A presidente da Comissão Mista, senadora Vanessa Grazziotin , destacou que as pesquisas sobre mudanças climáticas indicam que eventos extremos se tornarão cada vez mais frequentes, criando a necessidade de se implantar uma política nacional de resposta a eventos extremos, com foco na prevenção. Santa Catarina, disse, foi escolhida para sediar a reunião pela sua experiência no combate aos efeitos de desastres naturais. "Nosso país tem um passivo histórico em defesa civil, onde não há ainda uma cultura de preparação. Precisamos modificar nossa forma de pensar, indispensável para que possamos evitar que novos desastres ocorram".
Expressando opinião semelhante, o deputado federal Sarney Filho afirmou que em 2009 o país investiu 10 vezes mais recursos em reparação dos efeitos dos desastres do que na sua prevenção.

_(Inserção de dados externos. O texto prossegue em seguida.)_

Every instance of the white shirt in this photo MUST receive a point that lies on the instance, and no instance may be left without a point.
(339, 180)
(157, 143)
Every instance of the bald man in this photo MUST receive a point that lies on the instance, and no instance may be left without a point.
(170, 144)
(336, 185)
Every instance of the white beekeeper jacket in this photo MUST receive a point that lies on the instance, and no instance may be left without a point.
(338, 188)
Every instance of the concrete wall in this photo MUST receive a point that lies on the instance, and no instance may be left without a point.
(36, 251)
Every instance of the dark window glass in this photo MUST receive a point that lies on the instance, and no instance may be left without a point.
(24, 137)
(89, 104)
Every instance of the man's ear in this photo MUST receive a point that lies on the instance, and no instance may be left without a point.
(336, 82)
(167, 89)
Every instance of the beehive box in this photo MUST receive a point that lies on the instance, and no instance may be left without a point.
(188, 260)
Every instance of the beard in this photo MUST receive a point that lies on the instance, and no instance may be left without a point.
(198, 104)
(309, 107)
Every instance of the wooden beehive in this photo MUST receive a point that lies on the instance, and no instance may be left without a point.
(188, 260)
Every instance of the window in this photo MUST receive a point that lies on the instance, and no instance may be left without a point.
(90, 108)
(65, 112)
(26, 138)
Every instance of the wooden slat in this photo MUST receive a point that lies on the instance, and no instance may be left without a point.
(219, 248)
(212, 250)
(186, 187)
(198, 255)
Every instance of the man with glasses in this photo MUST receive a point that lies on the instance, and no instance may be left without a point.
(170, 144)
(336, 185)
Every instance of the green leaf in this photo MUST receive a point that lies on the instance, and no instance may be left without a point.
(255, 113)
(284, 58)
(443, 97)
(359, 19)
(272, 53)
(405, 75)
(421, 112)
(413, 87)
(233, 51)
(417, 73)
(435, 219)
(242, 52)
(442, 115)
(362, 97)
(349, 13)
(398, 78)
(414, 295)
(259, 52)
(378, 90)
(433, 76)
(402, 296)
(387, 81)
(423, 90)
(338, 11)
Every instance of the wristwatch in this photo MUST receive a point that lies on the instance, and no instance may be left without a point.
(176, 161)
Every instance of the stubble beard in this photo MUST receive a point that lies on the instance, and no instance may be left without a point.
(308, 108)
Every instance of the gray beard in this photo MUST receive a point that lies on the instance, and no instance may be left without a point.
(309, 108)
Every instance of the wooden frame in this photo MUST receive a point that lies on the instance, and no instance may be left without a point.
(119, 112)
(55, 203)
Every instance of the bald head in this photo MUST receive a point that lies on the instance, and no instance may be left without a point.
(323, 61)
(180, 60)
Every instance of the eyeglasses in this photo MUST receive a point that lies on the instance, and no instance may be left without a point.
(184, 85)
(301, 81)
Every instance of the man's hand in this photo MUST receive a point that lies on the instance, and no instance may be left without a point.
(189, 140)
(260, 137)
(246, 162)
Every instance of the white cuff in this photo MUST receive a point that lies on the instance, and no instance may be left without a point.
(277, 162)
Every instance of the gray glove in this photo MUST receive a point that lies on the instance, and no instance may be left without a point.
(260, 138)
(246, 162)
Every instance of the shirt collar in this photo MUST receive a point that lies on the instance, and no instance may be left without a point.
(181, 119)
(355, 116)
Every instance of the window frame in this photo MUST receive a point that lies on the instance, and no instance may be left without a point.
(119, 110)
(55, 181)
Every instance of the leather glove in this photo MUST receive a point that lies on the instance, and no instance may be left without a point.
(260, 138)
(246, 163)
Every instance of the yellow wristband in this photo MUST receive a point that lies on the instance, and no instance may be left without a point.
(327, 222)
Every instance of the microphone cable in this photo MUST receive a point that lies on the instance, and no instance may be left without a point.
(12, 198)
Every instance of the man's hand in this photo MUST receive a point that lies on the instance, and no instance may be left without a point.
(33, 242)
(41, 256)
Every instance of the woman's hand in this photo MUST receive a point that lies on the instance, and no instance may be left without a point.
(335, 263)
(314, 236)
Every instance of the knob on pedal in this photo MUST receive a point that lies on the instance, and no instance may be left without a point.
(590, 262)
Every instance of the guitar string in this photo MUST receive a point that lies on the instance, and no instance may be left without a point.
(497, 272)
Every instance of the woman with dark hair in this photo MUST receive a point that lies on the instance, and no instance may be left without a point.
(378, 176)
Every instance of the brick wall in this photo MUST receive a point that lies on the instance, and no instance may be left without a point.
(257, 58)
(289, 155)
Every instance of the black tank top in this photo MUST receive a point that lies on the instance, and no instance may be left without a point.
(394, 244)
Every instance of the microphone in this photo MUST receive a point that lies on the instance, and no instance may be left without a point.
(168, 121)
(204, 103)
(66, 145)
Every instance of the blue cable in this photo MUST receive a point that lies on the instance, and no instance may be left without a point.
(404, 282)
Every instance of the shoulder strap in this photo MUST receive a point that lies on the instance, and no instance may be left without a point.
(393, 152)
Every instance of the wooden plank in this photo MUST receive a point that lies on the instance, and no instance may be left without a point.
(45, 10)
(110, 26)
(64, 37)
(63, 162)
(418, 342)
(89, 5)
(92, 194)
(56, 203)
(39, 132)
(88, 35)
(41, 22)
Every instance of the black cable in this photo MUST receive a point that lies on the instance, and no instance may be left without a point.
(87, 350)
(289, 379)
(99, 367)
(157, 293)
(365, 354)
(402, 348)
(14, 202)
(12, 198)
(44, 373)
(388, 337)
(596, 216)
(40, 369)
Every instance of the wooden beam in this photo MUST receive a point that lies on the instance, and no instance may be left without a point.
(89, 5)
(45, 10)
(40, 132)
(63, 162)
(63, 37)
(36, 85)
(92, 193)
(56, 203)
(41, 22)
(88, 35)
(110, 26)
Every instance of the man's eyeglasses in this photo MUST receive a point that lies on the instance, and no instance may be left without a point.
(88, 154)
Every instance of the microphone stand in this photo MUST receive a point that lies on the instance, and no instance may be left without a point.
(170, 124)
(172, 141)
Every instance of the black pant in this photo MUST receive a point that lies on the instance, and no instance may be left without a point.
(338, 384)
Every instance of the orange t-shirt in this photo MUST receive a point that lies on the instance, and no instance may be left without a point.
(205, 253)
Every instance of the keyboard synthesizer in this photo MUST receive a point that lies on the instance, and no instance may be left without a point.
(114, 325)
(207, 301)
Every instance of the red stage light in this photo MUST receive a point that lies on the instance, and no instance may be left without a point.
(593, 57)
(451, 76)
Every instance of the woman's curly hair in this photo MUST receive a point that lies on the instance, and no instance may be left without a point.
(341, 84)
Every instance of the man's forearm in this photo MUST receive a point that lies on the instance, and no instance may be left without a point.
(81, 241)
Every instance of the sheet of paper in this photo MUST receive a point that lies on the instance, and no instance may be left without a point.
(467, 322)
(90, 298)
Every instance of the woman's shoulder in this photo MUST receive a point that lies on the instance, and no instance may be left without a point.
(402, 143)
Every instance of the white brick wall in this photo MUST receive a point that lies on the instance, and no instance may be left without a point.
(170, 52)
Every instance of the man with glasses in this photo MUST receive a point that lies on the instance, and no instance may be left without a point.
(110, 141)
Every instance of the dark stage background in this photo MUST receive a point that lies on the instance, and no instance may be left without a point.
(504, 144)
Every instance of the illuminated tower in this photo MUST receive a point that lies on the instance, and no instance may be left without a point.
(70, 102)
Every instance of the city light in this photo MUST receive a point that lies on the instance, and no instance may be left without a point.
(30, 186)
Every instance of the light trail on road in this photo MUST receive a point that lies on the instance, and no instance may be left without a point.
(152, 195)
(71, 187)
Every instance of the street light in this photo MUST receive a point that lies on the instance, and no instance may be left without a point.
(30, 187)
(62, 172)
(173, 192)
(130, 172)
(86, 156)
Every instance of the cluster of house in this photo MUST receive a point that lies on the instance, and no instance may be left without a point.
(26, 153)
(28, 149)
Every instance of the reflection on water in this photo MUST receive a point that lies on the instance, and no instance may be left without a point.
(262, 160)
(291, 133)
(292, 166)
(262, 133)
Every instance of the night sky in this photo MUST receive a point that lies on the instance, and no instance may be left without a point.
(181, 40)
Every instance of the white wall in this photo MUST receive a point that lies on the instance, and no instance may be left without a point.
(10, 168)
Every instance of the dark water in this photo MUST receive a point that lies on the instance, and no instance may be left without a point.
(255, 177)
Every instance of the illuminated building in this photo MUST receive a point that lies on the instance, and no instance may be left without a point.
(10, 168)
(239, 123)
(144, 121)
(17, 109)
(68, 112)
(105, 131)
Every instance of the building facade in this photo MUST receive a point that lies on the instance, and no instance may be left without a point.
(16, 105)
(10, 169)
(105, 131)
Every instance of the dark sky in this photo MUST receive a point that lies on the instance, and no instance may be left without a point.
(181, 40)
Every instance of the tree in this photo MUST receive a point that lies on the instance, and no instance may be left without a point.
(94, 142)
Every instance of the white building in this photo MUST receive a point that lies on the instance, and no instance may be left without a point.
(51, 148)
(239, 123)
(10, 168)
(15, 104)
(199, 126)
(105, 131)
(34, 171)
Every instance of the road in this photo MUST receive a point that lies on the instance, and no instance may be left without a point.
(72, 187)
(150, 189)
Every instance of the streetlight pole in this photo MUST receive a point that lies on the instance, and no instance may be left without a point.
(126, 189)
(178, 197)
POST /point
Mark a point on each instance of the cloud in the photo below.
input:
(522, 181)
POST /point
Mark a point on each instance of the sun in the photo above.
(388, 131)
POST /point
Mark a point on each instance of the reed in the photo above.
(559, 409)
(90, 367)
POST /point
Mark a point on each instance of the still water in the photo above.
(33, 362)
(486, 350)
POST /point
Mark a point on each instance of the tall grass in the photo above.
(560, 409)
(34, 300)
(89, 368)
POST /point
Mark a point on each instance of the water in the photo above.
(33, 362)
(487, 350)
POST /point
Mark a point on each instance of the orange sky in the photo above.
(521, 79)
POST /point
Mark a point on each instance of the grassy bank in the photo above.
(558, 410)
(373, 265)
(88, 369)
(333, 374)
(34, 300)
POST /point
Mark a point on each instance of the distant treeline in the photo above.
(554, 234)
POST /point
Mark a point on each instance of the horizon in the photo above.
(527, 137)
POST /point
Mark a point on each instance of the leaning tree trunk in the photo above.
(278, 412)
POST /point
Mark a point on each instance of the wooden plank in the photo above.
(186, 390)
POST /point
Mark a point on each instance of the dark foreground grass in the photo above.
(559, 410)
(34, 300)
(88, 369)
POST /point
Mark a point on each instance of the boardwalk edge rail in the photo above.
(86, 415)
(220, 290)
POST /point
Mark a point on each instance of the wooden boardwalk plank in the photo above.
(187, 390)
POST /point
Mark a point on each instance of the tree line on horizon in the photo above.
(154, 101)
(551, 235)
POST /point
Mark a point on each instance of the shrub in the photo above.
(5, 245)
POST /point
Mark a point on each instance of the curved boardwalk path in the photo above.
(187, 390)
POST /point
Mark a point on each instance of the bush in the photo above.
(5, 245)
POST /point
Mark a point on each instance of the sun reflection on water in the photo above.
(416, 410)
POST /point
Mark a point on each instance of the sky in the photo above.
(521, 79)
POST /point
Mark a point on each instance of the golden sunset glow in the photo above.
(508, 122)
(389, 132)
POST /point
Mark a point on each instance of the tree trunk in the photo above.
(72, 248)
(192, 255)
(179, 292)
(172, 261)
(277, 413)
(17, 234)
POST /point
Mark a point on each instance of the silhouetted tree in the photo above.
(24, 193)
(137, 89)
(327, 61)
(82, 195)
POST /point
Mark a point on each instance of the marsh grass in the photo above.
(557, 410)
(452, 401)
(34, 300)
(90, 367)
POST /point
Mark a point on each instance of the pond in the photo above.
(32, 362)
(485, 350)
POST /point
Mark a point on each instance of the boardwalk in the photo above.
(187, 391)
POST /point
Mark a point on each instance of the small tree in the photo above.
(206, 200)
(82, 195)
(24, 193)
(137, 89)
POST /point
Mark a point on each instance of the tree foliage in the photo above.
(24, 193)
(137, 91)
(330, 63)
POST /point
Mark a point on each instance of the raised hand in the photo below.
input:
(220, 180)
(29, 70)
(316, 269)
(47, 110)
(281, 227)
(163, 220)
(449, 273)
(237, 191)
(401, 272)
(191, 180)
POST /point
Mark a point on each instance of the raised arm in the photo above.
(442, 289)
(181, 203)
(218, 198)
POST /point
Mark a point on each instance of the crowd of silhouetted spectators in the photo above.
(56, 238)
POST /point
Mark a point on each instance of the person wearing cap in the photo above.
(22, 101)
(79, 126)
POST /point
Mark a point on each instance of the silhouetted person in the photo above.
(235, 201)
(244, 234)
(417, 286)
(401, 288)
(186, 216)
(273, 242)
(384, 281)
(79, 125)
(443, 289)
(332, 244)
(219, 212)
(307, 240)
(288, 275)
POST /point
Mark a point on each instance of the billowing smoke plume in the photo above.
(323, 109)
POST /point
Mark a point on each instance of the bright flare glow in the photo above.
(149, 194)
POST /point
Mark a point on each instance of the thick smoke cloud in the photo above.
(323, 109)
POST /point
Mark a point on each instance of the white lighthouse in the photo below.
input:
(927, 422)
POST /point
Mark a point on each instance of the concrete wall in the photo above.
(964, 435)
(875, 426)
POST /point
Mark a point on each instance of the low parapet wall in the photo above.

Caso fossem aplicadas mais verbas em prevenção, disse o senador, que atua como relator da Comissão Mista, milhares de vidas poderiam ser salvas. "Os eventos climáticos têm causado um número crescente de vítimas a cada ano. Tragédias que poderiam ter sido evitadas, caso houvesse um trabalho maior de orientação sobre as normas ambientais e de monitoramento de áreas de risco, como encostas de morros e margens de rios".
Governador do estado em 1983, ano em que as águas cobriram por mais de um mês 65% do território catarinense, desabrigando aproximadamente 300 mil pessoas, o deputado federal Esperidião Amin afirmou que, além de prejuízos, os eventos climáticos extremos podem trazer muitos ensinamentos. Além de investimentos em obras estruturais, como canais, represas e ampliação de barragens, disse, a enchente marcou a necessidade da criação de planos diretores nos municípios e o aprimoramento dos órgãos de defesa civil. "Temos uma história dramática e aprendemos muito com ela, de forma que hoje não se pode discutir desastres naturais sem incluir Santa Catarina".